Senate Debate On Voting Rights Legislation Heats Up As Schumer & McConnell Clash
On Wednesday, the Senate held its first debate on the voting rights reform bill S.1 which passed in the House as H.R. 1 earlier in March. By a final vote of 220-210, the House of Representatives approved the voter rights reform bill aimed at reducing gerrymandering, adding transparency requirements for political advertisements and creating an automatic national voter registration system. The Senate debate, however, showed a partisan divide that could kill the progressive bill.
Senate Majority Leader Chuck Schumer (D-New York) slammed Republicans for denying a bill that would strengthen democracy. “I would like to ask my Republican colleagues, why are you so afraid of democracy?” Schumer said on the Senate floor. “Why, instead of trying to win voters over that you lost in the last election, are you trying to prevent them from voting?”
“Shame, shame shame,” Schumer said while shaking his head.

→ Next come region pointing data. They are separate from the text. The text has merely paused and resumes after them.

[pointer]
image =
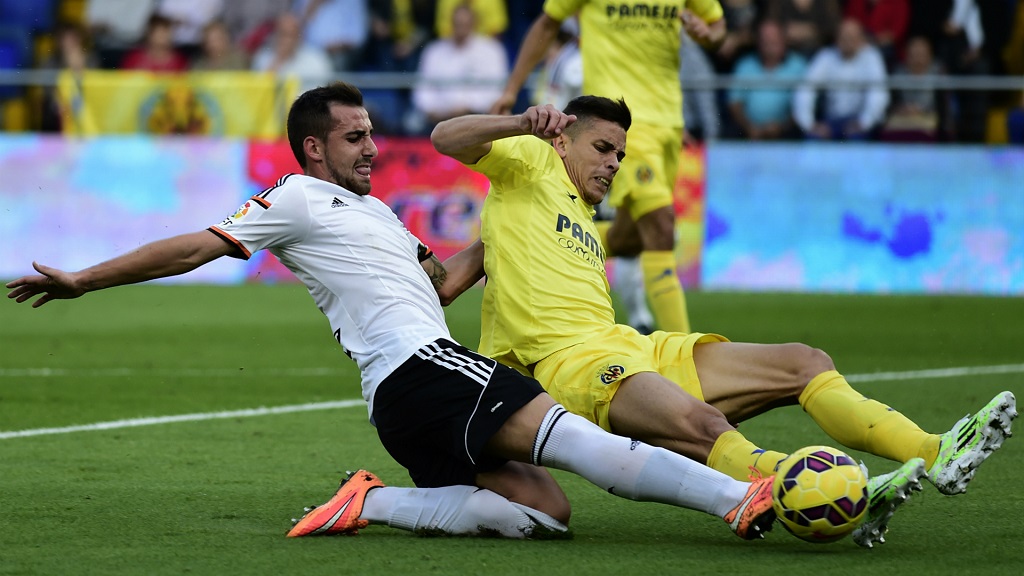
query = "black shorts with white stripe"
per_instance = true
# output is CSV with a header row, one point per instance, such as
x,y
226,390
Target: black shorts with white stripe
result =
x,y
435,413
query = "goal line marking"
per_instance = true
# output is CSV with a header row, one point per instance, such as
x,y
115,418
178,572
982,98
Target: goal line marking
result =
x,y
309,407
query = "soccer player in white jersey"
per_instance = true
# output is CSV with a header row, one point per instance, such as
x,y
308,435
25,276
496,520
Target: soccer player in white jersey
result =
x,y
471,433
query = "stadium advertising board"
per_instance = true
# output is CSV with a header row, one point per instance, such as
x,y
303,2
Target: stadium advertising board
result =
x,y
783,217
866,218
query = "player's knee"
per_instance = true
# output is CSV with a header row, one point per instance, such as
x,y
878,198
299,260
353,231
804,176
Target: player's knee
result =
x,y
623,243
807,363
699,427
550,500
657,230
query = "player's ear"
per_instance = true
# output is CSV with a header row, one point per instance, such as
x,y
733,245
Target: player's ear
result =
x,y
561,144
313,149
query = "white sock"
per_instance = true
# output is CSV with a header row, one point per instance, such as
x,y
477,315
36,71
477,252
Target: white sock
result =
x,y
454,509
630,468
629,284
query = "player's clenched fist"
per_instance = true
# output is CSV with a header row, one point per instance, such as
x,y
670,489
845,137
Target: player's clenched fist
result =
x,y
545,121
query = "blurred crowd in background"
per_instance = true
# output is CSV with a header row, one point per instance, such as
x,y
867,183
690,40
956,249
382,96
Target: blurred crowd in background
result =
x,y
798,69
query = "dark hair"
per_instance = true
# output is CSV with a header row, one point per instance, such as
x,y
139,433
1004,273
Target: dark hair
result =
x,y
587,108
310,114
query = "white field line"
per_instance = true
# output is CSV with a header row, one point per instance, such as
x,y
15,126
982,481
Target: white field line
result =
x,y
115,424
131,422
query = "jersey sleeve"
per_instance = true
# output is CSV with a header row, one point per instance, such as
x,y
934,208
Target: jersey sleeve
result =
x,y
708,10
561,9
272,218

“Talk about shame,” Senate Minority Leader Mitch McConnell (R-Kentucky) responded to Schumer. “If anybody ought to be feeling any shame around here, it’s turning the FEC [Federal Election Commission] into a partisan prosecutor. The majority controlled by the president’s party to harass and intimidate the other side; that’s what you ought to be ashamed about.” McConnell is citing reforms which would drop the number of members on the FEC from five to six. The FEC has been in a historic deadlock since 2016 leading to more than 200 tie votes. Those tie votes have been among the six members who were all nominated by Republican presidents.